Ashes to ashes, dust to diamond?

As cremations rise nationwide, so do creative interment options. Artists, glassmakers and businesses are offering to create jewelry, planters, monuments, even gems out of ashes as a tribute to lost loved ones.

Some companies and mortuaries offer options for sprinkling of ashes, in a memorial garden, at the base of a tree. But some bereaved go on their own: Olympic beach volleyball gold medalist Misty May-Treanor last month spread her mother's ashes into Beijing's competitive sand.

Some companies offer boat and supervisory services for sea burial. Others, to mix ashes with concrete to create a planter or monument.

Artists mix ashes with vibrant colors to create glass keepsakes, sealed lockets or other colorful jewelry.

Chicago-based LifeGem creates diamonds using a high-temperature, high-pressure technique to compress the carbon in cremated remains, which people then wear in rings or necklaces.

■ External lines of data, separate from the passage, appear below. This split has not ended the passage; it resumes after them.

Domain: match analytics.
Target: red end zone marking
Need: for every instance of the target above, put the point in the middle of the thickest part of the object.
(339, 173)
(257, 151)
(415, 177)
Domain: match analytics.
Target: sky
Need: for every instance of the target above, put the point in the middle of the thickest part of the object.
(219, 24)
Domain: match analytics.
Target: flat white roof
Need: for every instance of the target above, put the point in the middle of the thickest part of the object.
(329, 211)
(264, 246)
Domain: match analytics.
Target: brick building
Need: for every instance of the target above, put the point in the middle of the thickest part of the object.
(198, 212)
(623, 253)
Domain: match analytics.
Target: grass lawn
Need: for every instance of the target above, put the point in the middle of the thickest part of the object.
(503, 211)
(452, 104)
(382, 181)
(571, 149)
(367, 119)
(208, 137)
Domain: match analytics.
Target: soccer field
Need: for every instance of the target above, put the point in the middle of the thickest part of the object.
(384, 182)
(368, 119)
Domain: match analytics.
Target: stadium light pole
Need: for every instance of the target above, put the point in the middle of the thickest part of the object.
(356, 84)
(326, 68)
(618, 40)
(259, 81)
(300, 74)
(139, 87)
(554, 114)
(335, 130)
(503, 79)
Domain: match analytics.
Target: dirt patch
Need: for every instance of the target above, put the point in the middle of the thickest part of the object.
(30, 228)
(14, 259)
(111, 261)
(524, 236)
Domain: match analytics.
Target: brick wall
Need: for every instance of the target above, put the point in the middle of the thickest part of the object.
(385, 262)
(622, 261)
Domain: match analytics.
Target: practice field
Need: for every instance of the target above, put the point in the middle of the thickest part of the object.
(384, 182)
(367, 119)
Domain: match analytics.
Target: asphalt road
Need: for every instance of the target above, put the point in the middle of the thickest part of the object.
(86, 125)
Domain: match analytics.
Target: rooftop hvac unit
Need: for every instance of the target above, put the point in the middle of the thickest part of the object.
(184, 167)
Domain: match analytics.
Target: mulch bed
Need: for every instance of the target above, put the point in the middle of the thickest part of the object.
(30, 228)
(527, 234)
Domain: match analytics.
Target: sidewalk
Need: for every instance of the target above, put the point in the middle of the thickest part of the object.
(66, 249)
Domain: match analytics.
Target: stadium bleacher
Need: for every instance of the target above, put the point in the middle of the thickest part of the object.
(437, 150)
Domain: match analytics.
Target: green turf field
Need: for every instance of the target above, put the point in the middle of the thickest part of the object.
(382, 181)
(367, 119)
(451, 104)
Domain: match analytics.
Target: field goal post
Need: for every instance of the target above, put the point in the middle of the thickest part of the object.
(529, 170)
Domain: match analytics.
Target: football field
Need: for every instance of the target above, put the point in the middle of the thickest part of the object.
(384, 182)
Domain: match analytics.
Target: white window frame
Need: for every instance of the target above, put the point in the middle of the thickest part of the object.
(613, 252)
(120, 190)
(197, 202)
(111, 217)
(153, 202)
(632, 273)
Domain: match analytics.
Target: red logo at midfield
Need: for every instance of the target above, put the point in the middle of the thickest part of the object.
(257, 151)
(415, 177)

But there's apparently some risk to wearing a loved one's remains. A Virginia home burglary this week turned into a sort of grave-robbing when someone pillaged the resident's jewelry, which contained her mother's remains, according to a report from the local news station WSET-TV. It's a first for the Pittsylvania County Sheriff's Department, and the thief could face felony charges for tampering with remains.